Sunday, February 12, 2012

Not Entirely Untrue

Small Fry is at a very inquisitive age. Or rather, he has probably always been inquisitive, but his vocabulary has finally caught up to the point where he can really articulate all the many and various things he's been wondering about all this time. Most of the time his questions are pretty innocuous (What does 'hint' mean? Are jeans a kind of pants? What's the word for cars with no lid?) but sometimes... sometimes they're indescribably brutal. Q-bombs, if you will. And he's been dropping a lot of Q-bombs lately.

At first glance you might believe that giving Q its own bomb, à la A and F, is taking things a step too far. I'm willing to give you the benefit of the doubt here - maybe you don't have kids yet, or maybe your kids are too little to have really convinced you of the awesome destructive power of the Q-bomb - but believe me, the devastation Small Fry has caused to my mental landscape is immense. I may never fully recover from the assault.

It doesn't help that his offensive program strategically targets vulnerabilities in the defenses:

Wednesday, January 18, 06:00 hours: Target appears groggy and uncaffeinated. Deploy Q-bomb.
"Mommy, what do I use my scrotum for?"

Thursday, January 19, 19:15 hours: Target arrears tired, grumpy and distracted. Deploy cluster Qs.
"Mommy, what is my belly button for?"
"When we were connected did I live in your chest or your abdomen?"
"How did I get out of you?"
"Why did you pee me out!?!"
"Oh. That's good. Ladies shouldn't pee on their babies. It's not nice." 

Monday, January 23, 18:55 hours: Target appears frazzled and overworked. Deploy Q-bomb. 
"Mommy, why is Grandpa dead?" 

Tuesday, January 31, 06:30 hours: Target appears groggy and uncaffeinated. Deploy Q-bomb.
"Mommy, you're very, very old. When will you die?"

Monday, February 6, 6:15am: Target appears exceedingly groggy and uncaffeinated. Deploy Q-bomb.
"Mommy, how do babies get in?"

Now, I have suffered through a lot of Q-bomb attacks from both my kids over the years, and I'm proud to say that I have done my best to cobble together what I felt was a biologically accurate, age- and comprehension-level-appropriate response in every case. That's not to say that the policy hasn't bitten me on the ass a good many times, but I've never backed down from the challenge.

However, that last Q-bomb of Small Fry's was a big one. If you've ever met a four-year-old boy, you'll have an acute awareness of their mastery of the shock/gross-out power of words - I can't even begin to fathom the havoc he could have wrought with that particular bit of mechanical knowledge on file. Plus, it occurred to me (too late!) that back when Medium Fry was four and dropping all manner of Q-bombs along similar lines, she never asked how babies got in. So Small Fry caught me not only uncaffeinated and groggy, but also completely unprepared. If I had known, I would have studied for the test.

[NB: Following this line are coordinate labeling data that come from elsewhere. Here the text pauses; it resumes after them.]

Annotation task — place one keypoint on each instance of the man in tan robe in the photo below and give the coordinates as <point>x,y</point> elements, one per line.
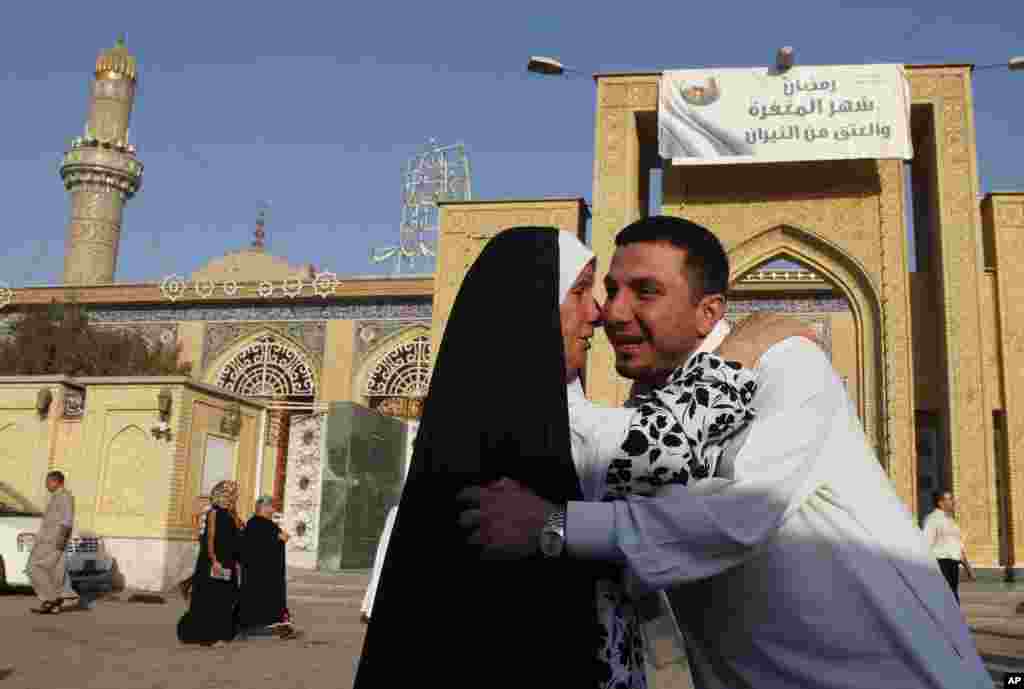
<point>46,564</point>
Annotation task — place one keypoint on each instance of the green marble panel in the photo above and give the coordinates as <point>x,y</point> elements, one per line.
<point>365,451</point>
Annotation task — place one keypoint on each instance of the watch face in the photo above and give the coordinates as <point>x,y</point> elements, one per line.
<point>551,545</point>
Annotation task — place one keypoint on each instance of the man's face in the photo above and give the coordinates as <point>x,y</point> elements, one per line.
<point>579,314</point>
<point>650,315</point>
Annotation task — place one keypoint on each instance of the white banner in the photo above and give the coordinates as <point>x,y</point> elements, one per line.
<point>716,117</point>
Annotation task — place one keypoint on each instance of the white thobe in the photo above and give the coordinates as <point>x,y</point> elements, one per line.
<point>801,567</point>
<point>943,536</point>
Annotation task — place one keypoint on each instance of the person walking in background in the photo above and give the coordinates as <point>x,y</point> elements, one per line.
<point>46,564</point>
<point>264,598</point>
<point>945,542</point>
<point>210,619</point>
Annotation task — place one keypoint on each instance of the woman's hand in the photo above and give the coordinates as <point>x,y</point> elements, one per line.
<point>759,333</point>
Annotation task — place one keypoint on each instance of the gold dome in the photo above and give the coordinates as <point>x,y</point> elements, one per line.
<point>116,62</point>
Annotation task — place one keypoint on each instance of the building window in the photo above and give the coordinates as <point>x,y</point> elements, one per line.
<point>398,383</point>
<point>268,368</point>
<point>218,463</point>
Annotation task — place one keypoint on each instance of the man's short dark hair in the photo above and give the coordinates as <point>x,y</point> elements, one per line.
<point>707,264</point>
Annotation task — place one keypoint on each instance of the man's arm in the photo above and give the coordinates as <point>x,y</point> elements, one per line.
<point>67,520</point>
<point>682,535</point>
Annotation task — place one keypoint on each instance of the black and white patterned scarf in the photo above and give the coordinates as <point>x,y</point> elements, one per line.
<point>677,435</point>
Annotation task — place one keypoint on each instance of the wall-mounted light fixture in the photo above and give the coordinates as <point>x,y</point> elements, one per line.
<point>43,400</point>
<point>230,423</point>
<point>784,58</point>
<point>164,401</point>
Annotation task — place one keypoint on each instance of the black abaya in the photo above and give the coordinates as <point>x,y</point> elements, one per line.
<point>211,607</point>
<point>263,592</point>
<point>497,406</point>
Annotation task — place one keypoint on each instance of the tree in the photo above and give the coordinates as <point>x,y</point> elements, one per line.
<point>61,340</point>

As it was, I couldn't tell him. For the first and only time I completely bailed on a Q-bomb.

You know, life would be so much simpler if I could just refer the kids to the goings-on around the farm in response to their inquiries ("Like that, but with less mooing."), but such is the plight of city dwellers everywhere I suppose.

So with no farm animal shenanigans as a reference point, no educational reference materials on hand, and an unwillingness to invoke the stork, what did I tell him?

I told him that how babies get in is a *special surprise* for when he grows up.


  1. Hahaha... mine got the lesson with mine and Marnie's donkeys! Hehe--Cris

  2. Was randomly reading your blog today at work and stumbled into this old post. My 4-yr old is a master Q-bomber right now. Now I have a name for it. Quite excited to have this expanded vocabulary - thanks!